Il Foglio-" Teppisti intellettuali contro Israele "


Zygmunt Bauman

Il vandalismo antisraeliano ha un volto comune di protesta. E’ quello mostrato da una trentina di attivisti che hanno interrotto per due volte un concerto della Filarmonica di Israele, sotto la direzione di Zubin Mehta, tenuto giovedì alla Royal Albert Hall di Londra. L’emittente Bbc, che trasmetteva la serata sul terzo canale radiofonico, durante le proteste ha sospeso la diretta scusandosi con gli ascoltatori. Poi c’è un altro teppismo, più grave, sottile, perfido.
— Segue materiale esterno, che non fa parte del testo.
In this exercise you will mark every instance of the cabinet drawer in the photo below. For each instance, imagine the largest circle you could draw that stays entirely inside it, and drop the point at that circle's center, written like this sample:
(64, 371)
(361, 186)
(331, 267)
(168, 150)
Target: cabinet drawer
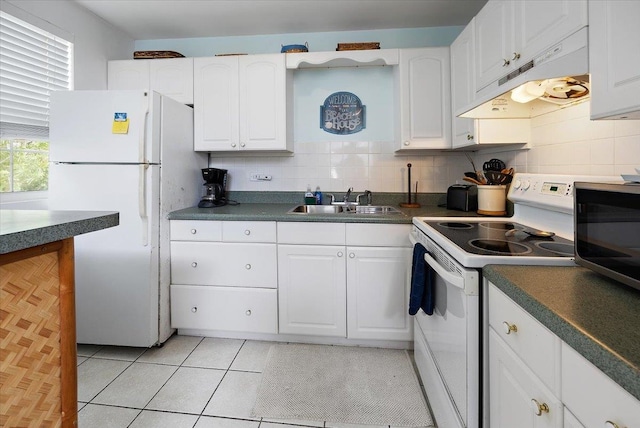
(224, 308)
(194, 230)
(379, 235)
(215, 263)
(592, 396)
(517, 398)
(311, 233)
(538, 347)
(249, 231)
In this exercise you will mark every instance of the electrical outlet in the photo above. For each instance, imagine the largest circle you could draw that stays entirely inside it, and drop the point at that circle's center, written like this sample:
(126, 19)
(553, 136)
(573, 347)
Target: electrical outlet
(259, 177)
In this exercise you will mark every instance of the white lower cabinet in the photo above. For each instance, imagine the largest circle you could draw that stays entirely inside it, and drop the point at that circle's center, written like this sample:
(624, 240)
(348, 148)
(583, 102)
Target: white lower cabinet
(532, 371)
(224, 276)
(358, 291)
(517, 397)
(377, 300)
(312, 290)
(224, 308)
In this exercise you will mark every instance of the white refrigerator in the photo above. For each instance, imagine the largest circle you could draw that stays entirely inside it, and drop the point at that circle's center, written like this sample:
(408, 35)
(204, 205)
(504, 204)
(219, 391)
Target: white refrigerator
(131, 152)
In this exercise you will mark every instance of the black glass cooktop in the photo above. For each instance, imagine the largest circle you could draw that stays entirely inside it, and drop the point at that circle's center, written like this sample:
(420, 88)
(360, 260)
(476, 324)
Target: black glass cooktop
(502, 238)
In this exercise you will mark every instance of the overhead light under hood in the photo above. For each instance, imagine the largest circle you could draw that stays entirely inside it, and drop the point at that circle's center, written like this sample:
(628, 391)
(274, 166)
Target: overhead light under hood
(562, 91)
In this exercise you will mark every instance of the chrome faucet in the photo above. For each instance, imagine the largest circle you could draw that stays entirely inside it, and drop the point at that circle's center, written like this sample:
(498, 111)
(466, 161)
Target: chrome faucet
(346, 196)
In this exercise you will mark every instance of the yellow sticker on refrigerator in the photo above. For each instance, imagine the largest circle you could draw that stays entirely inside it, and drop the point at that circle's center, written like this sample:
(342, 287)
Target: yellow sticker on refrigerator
(120, 123)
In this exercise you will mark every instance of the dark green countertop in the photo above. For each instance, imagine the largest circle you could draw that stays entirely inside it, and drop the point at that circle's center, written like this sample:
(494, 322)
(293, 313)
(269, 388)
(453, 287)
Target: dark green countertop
(20, 229)
(598, 317)
(278, 212)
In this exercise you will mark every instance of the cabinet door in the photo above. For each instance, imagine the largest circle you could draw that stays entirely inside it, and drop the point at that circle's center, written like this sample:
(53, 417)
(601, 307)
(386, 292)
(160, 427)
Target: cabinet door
(513, 389)
(312, 290)
(263, 102)
(541, 24)
(216, 104)
(378, 293)
(128, 75)
(463, 85)
(425, 99)
(173, 77)
(494, 42)
(614, 59)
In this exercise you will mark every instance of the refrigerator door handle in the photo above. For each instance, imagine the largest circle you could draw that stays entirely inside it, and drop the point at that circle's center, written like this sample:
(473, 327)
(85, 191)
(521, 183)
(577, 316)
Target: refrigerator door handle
(142, 202)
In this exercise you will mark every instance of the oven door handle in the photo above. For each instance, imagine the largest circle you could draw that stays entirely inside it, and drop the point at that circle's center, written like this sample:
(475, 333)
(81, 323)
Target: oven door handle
(454, 280)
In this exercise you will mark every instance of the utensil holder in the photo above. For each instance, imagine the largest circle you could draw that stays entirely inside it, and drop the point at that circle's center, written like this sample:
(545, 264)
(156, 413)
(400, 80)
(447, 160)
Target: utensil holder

E’ quello intellettuale sfoggiato dal sociologo Zygmunt Bauman, il filosofo della “modernità liquida”, la star delle chattering classes italiane, “uno dei più grandi pensatori viventi”. In un’intervista a un settimanale polacco, Politika, Bauman ha detto che “Israele sta traendo vantaggio dall’Olocausto per legittimare azioni inconcepibili” e che il fence anti terrorismo eretto da Gerusalemme per difendere i propri cittadini è come il Ghetto di Varsavia. Non si tratta di una boutade, ma di una idea che da anni circola nei quadri dell’intellighenzia europea. Nel 1982 fu il premier socialista della Grecia, Andreas Papandreou, a paragonare Israele ai nazisti. Poi venne Norbert Blum, ministro tedesco del Lavoro, un cristiano-democratico, che accusò Israele di operare sui palestinesi una “Vernichtungskrieg”, l’espressione nazista per la guerra di sterminio. La disse il Nobel José Saramago, quando paragonò Ramallah ad Auschwitz. Fino al giornale norvegese Dagbladet, che durante la guerra del Libano nel 2006 fece la caricatura del premier israeliano Ehud Olmert come il maggiore delle SS Amon Goeth, quello di “Schindler’s List” di Spielberg. Ora il famoso sociologo Zygmunt Bauman paragona una barriera provvisoria che ha fermato i kamikaze e che ha consentito di riavviare i colloqui negoziali al ghetto in cui 400mila ebrei polacchi furono rinchiusi prima di essere sterminati nelle camere a gas di Treblinka. Bauman non fa dell’umanitarismo, sta dicendo: Israele merita di fare la fine dei nazisti. La questione dell’assedio esistenziale allo stato ebraico sta diventando davvero il discrimine morale attraverso cui giudicare la salute o la perversione intellettuale dei nostri maître à penser e delle classi dirigenti occidentali.